I often times find myself thinking back. Back to when things FIRST got started. You know...when the wedding bells stopped ringing and I spent an hour picking bobby pins out of my hair. I remember those days. How I thought that marriage was filled with laughing, happy days and nights. Spending unlimited hours together talking and going on fun trips. And then the babies. I pretty much thought having kids went something like this...
You got a cute baby basketball bump that looked super sweet as long as you wore leggings and a smile. Then you had the baby and came home wearing your old jeans. Once the baby was home there were a few months of waking up at night, but then the baby would start sleeping well. Once that happened the sweet little babe, (who always smells like baby powder) would wake you up each morning with sweet baby babbling while she played with dollys in her crib. Then you would get the kids up (I wanted 6 of course) and dress them in the cutest matching outfits and head out for a day of shopping. You would buy AMAZING decor for your AMAZINGLY well decorated AMAZING home in a sweet neighborhood where your neighbors stopped by to chat and borrow eggs. Then you would come home, let the kids nap (they put themselves down of course) and then you would watch Grey's Anatomy in your perfectly sparkling living room. Of course you would have to then make a wonderful healthy dinner and eat as a family...at the table...and have a nice conversation. Followed by Family Game night (oh how fun). Then after a long day, you would tuck those beautifully clean babies (all in the cutest handmade matching pajamas) back into there beds, where they would stay until morning. When they would wake up to the smell of freshly baked bread and bacon cooking....WELL you get the idea.
I was TERRIBLY un-informed:)
Nobody told me that pregnant REALLY looked like THIS...
NOT this....
I can honestly say that I had NO idea what it would REALLY be like to try to get a kid to sleep in their own bed. OR that the job would continue WELL past the first few months and then YEARS of their lives.
And babies are sooo demanding. THEY want to take everything from you. Your sleep, your pride, your waistline....and THEN they still wanna eat your yogurt. They are like little mini thieves.
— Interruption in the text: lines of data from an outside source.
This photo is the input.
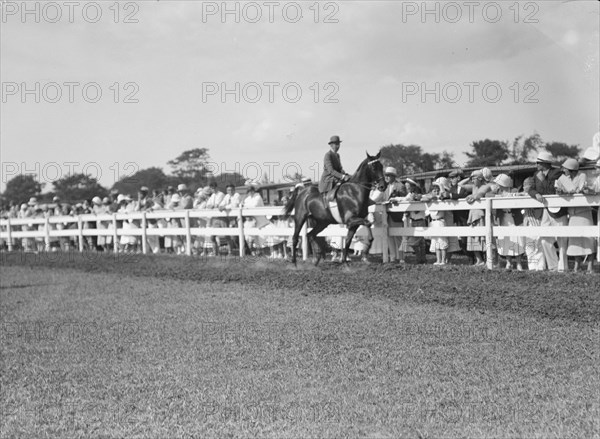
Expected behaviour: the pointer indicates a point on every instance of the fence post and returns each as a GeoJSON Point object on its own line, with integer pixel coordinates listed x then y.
{"type": "Point", "coordinates": [115, 234]}
{"type": "Point", "coordinates": [80, 232]}
{"type": "Point", "coordinates": [9, 231]}
{"type": "Point", "coordinates": [241, 233]}
{"type": "Point", "coordinates": [144, 234]}
{"type": "Point", "coordinates": [489, 234]}
{"type": "Point", "coordinates": [597, 250]}
{"type": "Point", "coordinates": [304, 233]}
{"type": "Point", "coordinates": [384, 231]}
{"type": "Point", "coordinates": [47, 234]}
{"type": "Point", "coordinates": [188, 234]}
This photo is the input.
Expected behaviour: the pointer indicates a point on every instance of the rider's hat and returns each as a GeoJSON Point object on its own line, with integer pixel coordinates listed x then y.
{"type": "Point", "coordinates": [334, 139]}
{"type": "Point", "coordinates": [390, 171]}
They follow you everywhere you go and then want EVERYTHING you have. Even if you feed them....Even if you feed them A LOT!!! They will still steal every crust of bread RIGHT out of your mouth.
They call it borrowing. Yeah right. We know how they borrow. The last thing they borrowed was my body for 9 months....AND WE KNOW THEY DID NOT RETURN THAT IN THE SAME CONDITION THEY "borrowed" IT IN.
And did ANYONE else picture their kids ALWAYS looking like this (even if your husband is white)?????
And then you had kids and realized that they REALLY like to stay in their pajamas all day and spend much of their day looking something like this....
Which is one of life's great ironies....they wanna stay in their pajamas ALL THE TIME...and yet they NEVER want to sleep....Oh the lack of sleep. That is pretty much the clincher. The mind boggling, bone crushing, turn your brain to mush lack of sleep.
How is it that you and your baby are up TOGETHER all night. And yet in the morning when YOU feel like you downed a round of tequila shots and then got hit by a bus....
They seem fine????? Like maybe lack of sleep is THEIR super drug and YOUR kryptonite????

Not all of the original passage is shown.